Many leaders talk about their people being the greatest asset to their organization. Although, if such were really the case, there would be a clear money trail and actions to prove it.

In reality, what most companies say they do and what they really do are two completely different things. Hence, we are taken to the following 5 reasons to why companies lose great talent: 

  1. Terrible Recruiting Practices: For many companies, their recruiting practices go completely against the “core company values” that they write about on the homepage of their website. For example, you can’t say that you care about the fairness of opportunity, inclusion, or transparency, but then go and ghost a potential candidate. The top talent these days are going to businesses where they skip the hurdles, keep things simple and stay true to their word.  
  2. Cutthroat or Club Culture: Culture is always driven from the top. When leaders value individuals results over collective results or productivity over health, that all trickles down. The result can often be a highly competitive and egotistic culture. When top employees find themselves in a negative culture, they simply move to a place where they can feel appreciated and do their best work.
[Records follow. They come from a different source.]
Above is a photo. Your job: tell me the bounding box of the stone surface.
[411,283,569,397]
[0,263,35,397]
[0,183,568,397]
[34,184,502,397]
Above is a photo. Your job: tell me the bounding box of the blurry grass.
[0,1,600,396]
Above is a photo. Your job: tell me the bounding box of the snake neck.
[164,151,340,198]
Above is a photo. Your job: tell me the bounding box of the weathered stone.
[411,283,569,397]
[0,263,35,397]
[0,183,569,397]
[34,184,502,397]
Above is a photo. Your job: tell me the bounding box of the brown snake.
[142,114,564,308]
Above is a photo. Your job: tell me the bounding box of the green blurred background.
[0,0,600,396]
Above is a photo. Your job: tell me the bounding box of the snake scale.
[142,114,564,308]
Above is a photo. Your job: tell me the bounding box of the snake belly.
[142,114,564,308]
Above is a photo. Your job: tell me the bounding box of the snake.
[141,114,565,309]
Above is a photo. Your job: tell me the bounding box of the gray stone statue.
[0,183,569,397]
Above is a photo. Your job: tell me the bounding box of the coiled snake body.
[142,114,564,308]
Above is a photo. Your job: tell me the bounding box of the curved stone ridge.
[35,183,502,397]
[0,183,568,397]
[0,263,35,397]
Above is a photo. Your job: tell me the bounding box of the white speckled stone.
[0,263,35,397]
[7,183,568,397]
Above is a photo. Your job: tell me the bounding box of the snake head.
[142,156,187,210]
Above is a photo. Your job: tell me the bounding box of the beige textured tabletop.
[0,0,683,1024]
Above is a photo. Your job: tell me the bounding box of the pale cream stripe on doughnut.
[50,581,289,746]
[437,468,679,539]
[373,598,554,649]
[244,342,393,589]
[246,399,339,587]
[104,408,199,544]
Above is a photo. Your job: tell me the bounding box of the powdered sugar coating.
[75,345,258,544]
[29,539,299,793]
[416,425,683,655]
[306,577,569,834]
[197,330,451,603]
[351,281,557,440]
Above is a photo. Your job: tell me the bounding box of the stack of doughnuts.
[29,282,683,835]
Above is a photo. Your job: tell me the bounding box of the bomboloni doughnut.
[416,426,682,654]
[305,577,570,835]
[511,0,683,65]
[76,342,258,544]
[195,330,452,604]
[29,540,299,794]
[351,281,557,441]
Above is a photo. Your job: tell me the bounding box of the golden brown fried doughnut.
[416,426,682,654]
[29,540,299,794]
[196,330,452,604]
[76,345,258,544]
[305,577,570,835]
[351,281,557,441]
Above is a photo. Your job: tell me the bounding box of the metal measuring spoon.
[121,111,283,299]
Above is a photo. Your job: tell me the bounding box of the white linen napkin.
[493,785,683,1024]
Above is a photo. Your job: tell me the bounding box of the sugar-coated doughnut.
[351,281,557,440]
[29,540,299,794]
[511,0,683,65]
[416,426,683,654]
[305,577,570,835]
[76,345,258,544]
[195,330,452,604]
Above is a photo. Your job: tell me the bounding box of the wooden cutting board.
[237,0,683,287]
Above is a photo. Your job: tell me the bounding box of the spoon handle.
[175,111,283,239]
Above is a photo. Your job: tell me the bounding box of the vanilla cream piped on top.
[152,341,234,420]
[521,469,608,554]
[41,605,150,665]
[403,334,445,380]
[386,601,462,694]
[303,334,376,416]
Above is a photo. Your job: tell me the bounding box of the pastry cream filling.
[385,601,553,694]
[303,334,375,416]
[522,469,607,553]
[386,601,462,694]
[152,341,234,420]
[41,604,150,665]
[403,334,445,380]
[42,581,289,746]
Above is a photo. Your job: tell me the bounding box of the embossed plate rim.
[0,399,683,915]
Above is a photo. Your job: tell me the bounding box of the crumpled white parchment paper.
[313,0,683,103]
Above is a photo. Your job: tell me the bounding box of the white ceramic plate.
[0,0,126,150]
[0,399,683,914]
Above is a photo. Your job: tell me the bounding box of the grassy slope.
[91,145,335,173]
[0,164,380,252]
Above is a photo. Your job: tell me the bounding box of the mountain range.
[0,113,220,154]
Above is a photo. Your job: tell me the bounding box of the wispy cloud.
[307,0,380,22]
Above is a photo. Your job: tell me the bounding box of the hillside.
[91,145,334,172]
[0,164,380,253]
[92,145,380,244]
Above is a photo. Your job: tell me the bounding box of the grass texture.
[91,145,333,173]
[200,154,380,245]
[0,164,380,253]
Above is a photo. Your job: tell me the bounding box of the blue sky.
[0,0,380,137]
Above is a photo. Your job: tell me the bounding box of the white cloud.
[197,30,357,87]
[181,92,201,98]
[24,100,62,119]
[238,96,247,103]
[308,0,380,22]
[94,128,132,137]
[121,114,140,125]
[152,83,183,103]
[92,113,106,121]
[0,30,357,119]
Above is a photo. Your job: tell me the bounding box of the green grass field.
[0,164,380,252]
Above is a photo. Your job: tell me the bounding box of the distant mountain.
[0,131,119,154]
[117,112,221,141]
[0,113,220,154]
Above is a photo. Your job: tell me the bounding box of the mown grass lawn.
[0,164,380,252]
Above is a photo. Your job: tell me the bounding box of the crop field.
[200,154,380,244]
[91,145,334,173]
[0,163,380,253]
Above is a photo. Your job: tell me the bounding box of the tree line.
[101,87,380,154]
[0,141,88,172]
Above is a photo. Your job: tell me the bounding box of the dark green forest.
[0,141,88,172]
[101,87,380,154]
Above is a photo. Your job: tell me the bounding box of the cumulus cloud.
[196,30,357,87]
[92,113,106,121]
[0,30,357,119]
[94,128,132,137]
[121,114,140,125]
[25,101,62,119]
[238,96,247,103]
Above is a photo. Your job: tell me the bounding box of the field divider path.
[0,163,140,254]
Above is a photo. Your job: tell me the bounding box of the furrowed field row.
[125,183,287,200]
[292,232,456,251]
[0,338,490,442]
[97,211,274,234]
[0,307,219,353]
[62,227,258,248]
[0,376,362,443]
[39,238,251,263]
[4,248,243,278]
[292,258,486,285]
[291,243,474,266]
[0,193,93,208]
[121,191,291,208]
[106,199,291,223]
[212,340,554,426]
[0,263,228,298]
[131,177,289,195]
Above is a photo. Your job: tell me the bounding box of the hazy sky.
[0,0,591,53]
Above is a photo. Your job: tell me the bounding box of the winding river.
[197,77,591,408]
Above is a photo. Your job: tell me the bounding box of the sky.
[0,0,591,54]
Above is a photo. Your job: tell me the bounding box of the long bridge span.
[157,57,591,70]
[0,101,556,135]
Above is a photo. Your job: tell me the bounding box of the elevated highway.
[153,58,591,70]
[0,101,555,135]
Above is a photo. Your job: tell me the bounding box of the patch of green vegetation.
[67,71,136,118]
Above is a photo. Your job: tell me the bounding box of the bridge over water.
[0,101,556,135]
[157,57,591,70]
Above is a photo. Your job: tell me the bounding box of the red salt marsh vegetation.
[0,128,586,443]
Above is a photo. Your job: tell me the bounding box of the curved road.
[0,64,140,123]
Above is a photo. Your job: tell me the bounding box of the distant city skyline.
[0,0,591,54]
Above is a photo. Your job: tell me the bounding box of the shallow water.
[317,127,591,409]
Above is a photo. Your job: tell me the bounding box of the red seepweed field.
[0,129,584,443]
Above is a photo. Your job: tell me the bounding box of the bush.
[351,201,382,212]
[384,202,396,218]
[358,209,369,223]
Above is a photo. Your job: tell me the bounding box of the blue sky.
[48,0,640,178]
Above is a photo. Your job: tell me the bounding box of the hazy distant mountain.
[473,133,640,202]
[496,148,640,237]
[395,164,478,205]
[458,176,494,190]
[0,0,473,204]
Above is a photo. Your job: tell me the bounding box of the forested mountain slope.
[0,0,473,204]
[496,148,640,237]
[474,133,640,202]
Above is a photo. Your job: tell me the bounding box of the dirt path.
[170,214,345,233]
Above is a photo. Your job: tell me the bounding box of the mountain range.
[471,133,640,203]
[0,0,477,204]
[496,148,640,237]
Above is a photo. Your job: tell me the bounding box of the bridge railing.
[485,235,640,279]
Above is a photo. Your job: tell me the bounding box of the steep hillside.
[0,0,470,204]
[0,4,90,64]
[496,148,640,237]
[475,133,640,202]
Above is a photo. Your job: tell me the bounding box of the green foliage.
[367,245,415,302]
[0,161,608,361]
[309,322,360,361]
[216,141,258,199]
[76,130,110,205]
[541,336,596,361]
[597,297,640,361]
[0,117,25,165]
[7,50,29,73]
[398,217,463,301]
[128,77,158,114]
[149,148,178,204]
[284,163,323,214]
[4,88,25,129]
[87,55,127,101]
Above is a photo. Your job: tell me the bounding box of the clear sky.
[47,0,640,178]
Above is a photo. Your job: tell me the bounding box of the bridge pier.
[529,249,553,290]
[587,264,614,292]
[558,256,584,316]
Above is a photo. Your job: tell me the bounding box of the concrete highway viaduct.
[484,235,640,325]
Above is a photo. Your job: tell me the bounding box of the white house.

  3. Short-term Thinking: When a company is plagued by short-term thinking, the best employees can see that if they stick around it’s only going to be a matter of time before they’re out of a job. While a company can usually scrape by with a short-term mindset in a good market, once a crisis hits, any business that fails to take risks, engage in different thinking, and begin testing new ideas for the long term will soon become a sinking ship. Many people will be surprised. However, the top talent will be long gone.
  4. Complacency: Like short-term thinking, many businesses are stuck in the past. Once a motivated and inspired employee hears the words, “that’s the way we’ve always done it” too many times, they’re soon looking for another organisation to add their input. Take note from companies like Kodak and Toys ‘R’ Us: those that don’t evolve won’t survive.  
  5. Too Much Oiling of the Squeaky Wheel: A common practice in many companies is to overly accommodate for a difficult employee rather than improve them or fire them. What ends up happening is more work just gets piled on top of the best employees, and they don’t see any added recognition. After a period of time, they get frustrated by pulling all the extra weight and simply leave.